The interplay of form and color on display here recalls the palette of Piet Mondrian, whose studio Calder had visited in 1930. Calder’s visit came at a formative moment, for having moved to Paris in the 1920s after studying at the Art Students League in New York, the young artist was introduced to many visionaries of the European avant-garde. Mingling with the likes of Hans Arp, Fernand Léger, and Marcel Duchamp (who in 1931 coined the term ‘mobiles’ to describe his moving sculpture), Calder realized an unprecedented aesthetic that coincided with many of the tenets of Surrealism and Constructivism. Rejecting some of the ideas that underlined the tenets of Abstract Expressionism during the early part of his career, Calder found his own path—and his gestural sculpture in turn served as a prelude to the work of the Abstract Expressionists. “They call me a ‘playboy,’ you know,” he himself explained in interview in 1956, “I want to make things that are fun to look at, that have no propaganda value whatsoever” (A. Calder, quoted in J. Lipman, Calder’s Universe, London, 1977, p. 45). Despite this, looking at the concentration of Red, Blue, and White as they flow through the air, one cannot help be reminded of those looping movements of tracery performed by Jackson Pollock. But where Pollock claimed that he was Nature, Calder has taken a step away and instead produced a microcosm of it. The forms in the present work float by in a slow, graceful dance that echoes the movements of the heavens, bringing them to life within the context of the ceiling above us, underneath the wider canopy of the cosmos. This is a relationship that Calder himself emphasized “Since the beginning of my work in abstract art, and even though it was not obvious at that time, I felt that there was no better model for me to work from than the Universe... Spheres of different sizes, densities, colors and volumes, floating in space, surrounded by vivid clouds and tides, currents of air, viscosities and fragrances—in their utmost variety and disparity” (A. Calder, quoted in C. Giménez & A.S.C. Rower (ed.), Calder: Gravity and Grace, London, 2004, p. 52).

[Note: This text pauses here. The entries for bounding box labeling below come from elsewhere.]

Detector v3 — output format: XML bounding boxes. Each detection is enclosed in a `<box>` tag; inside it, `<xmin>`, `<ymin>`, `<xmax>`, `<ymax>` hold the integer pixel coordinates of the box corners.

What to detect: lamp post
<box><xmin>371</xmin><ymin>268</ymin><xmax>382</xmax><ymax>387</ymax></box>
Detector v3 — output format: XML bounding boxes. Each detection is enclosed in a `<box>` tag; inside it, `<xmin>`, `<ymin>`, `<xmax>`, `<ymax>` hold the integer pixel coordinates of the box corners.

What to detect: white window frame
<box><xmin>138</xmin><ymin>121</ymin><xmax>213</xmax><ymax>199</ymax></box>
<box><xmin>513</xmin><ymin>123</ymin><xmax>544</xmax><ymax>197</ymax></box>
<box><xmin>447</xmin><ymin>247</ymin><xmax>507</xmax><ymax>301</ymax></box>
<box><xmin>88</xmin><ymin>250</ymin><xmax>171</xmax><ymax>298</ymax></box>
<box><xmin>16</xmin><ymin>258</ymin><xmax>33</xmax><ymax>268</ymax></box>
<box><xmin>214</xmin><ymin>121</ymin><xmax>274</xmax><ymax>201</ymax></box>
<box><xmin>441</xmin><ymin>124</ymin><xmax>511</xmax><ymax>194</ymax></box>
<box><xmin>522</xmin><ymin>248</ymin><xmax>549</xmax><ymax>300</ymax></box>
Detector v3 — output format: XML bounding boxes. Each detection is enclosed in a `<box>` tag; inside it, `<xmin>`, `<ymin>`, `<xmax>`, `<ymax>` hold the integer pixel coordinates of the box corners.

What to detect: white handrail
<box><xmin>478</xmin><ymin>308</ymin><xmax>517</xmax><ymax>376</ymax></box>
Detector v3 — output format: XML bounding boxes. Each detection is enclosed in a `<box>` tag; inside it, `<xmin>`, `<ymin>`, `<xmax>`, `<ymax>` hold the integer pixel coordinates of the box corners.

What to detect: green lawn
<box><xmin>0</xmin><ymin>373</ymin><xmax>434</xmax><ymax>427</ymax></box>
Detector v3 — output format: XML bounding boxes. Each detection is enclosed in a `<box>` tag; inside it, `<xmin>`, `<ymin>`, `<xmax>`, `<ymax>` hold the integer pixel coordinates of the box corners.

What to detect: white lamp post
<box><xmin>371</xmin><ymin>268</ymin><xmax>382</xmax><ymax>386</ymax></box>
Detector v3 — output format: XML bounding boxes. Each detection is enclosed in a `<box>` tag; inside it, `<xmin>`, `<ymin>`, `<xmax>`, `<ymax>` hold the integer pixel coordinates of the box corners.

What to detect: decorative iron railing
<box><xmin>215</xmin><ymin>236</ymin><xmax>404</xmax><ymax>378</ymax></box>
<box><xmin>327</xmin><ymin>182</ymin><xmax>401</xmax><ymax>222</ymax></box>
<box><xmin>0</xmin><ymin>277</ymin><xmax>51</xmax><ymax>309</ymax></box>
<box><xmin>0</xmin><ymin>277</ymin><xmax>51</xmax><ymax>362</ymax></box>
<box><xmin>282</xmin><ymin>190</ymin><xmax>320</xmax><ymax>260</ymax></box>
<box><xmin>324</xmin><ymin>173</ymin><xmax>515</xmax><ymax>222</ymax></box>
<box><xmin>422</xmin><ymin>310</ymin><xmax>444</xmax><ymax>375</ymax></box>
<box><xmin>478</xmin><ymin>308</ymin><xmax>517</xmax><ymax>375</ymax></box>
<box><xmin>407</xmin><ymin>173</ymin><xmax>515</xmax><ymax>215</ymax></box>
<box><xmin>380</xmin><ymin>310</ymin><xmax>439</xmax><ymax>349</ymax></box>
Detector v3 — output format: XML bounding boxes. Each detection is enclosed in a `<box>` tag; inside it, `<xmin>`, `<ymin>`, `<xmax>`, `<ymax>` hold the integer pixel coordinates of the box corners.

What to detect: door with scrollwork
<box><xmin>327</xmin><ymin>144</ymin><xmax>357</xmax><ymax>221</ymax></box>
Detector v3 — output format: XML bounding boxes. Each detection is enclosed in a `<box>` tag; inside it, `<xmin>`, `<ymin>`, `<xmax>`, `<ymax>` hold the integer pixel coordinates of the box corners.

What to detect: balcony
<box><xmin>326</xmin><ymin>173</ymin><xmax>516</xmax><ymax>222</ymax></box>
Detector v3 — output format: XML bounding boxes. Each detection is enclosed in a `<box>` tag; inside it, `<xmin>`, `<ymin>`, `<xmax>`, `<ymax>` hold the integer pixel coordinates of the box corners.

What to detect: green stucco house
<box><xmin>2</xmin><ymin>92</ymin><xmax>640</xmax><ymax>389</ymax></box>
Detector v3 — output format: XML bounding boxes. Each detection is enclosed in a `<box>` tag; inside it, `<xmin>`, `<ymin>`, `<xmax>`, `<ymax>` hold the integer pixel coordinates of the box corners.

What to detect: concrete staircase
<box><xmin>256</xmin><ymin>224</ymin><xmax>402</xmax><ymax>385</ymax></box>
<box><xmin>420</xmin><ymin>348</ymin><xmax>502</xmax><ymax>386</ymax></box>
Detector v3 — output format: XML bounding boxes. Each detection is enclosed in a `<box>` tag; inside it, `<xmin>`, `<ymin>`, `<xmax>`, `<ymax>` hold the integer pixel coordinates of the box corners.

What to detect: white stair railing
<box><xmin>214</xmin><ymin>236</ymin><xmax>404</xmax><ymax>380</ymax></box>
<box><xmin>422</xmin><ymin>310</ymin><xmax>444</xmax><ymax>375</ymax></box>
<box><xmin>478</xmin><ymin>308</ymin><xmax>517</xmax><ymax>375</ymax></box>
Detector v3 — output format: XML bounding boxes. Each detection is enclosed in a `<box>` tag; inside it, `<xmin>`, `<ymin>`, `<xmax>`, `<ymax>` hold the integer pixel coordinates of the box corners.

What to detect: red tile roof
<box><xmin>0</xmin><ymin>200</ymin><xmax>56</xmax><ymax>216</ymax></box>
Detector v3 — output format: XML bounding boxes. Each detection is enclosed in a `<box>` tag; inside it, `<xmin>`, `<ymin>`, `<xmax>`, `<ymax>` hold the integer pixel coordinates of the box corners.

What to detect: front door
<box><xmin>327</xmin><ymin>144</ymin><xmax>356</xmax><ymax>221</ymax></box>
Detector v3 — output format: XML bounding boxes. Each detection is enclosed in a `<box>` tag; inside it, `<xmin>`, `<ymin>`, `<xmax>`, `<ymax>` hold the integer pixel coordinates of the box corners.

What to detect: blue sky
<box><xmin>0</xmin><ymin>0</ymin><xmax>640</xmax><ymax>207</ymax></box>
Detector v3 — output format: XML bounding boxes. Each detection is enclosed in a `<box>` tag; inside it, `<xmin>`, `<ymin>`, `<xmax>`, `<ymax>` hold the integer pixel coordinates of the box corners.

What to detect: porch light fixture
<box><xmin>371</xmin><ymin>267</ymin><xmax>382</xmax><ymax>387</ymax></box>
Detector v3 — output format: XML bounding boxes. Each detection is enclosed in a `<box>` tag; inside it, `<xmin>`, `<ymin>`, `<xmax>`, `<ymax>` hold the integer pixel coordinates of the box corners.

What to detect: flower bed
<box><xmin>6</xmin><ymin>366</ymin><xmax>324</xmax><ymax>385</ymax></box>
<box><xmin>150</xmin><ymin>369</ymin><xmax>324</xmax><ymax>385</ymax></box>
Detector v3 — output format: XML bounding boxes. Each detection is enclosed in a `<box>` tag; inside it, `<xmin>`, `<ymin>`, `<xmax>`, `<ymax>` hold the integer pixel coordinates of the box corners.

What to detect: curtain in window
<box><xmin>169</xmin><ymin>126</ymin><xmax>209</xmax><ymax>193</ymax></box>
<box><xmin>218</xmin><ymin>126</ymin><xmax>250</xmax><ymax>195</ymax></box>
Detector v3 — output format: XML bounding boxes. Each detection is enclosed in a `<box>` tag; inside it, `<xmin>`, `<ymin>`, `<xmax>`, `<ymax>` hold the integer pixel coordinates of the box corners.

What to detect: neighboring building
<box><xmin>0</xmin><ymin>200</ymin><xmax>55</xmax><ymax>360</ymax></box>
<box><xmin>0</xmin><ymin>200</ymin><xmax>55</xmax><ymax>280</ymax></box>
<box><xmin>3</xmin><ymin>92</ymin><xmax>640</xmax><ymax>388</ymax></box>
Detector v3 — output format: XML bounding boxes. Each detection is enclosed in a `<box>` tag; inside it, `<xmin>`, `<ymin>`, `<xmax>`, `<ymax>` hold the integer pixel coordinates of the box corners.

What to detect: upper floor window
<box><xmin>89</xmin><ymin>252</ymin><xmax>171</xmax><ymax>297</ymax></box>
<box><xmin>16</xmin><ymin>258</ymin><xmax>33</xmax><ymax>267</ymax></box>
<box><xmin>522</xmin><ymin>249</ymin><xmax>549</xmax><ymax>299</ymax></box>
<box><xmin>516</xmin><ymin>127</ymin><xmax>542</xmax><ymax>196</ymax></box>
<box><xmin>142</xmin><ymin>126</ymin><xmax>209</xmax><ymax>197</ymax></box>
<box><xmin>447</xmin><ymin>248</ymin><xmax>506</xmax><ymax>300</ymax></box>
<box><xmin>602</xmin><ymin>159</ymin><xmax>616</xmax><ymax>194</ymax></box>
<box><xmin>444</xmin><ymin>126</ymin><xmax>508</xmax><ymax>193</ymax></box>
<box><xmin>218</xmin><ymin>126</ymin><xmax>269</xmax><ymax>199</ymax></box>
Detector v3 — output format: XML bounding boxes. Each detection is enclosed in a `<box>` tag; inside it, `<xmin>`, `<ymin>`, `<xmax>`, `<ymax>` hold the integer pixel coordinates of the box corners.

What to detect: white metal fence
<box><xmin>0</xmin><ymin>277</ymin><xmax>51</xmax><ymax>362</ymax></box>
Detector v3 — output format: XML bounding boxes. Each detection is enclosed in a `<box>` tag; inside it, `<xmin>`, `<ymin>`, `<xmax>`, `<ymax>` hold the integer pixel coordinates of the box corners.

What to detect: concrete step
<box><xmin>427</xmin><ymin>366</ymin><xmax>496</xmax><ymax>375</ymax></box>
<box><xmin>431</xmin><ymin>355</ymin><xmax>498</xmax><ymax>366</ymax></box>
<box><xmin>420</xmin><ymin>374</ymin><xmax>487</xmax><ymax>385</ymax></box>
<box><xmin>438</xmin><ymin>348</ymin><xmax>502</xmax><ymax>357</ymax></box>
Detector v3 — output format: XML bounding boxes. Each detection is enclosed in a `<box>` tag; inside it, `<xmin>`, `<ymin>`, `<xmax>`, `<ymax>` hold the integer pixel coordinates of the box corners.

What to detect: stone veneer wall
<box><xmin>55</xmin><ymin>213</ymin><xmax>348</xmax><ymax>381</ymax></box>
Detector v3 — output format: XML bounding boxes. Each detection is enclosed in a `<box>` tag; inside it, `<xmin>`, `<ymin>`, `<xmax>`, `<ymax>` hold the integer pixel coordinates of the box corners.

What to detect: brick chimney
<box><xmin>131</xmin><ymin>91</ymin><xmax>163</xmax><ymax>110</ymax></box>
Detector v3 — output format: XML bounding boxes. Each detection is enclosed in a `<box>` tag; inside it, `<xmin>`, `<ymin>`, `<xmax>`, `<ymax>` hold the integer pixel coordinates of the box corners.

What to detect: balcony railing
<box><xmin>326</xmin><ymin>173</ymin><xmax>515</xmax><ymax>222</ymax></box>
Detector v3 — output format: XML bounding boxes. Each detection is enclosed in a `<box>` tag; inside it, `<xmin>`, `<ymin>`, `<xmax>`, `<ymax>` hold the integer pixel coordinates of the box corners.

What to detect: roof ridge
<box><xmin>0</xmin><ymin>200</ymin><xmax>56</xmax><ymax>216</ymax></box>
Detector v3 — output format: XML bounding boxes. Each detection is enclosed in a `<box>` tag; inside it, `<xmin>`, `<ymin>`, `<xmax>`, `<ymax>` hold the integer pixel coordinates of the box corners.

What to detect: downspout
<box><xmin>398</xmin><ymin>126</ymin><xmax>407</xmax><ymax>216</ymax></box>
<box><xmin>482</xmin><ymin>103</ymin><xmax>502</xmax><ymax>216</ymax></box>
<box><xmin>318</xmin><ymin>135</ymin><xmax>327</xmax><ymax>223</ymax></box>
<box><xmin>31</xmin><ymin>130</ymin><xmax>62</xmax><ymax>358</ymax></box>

As Calder entered his 70s, he was still as busy and in demand as ever. Produced while he was working on major commissions like the monumental Untitled for the new East Wing of the National Gallery of Art in Washington, D.C., Red, Blue and White demonstrates that his ideas and forms were still as relevant and innovative as they were in the early days of his career. It is also an example of a mobile that was produced during the latter part of Calder’s career. From the mid-1950s onwards Calder became increasingly concerned with making large-scale outdoor sculptures, making over three hundred monumental works that were placed in city plazas, corporate lobbies, airports and museums during the post-war building boom. That Calder continued to make mobiles of all sizes throughout this period of his career is testament to the importance in which he held these forms. As such, the present work represents the pinnacle of Calder’s approach to the prevailing march towards abstraction. Calder wanted to redefine the nature of art, and of sculpture by taking it off the wall and the pedestal and breathing movement into its static form. The resulting mobiles were his revolutionary response to these ideas of movement and color and were the superb result of Calder’s unfettered imagination and his unmatched technical skill that enabled him to produce works that spring into life with the slightest breath of wind.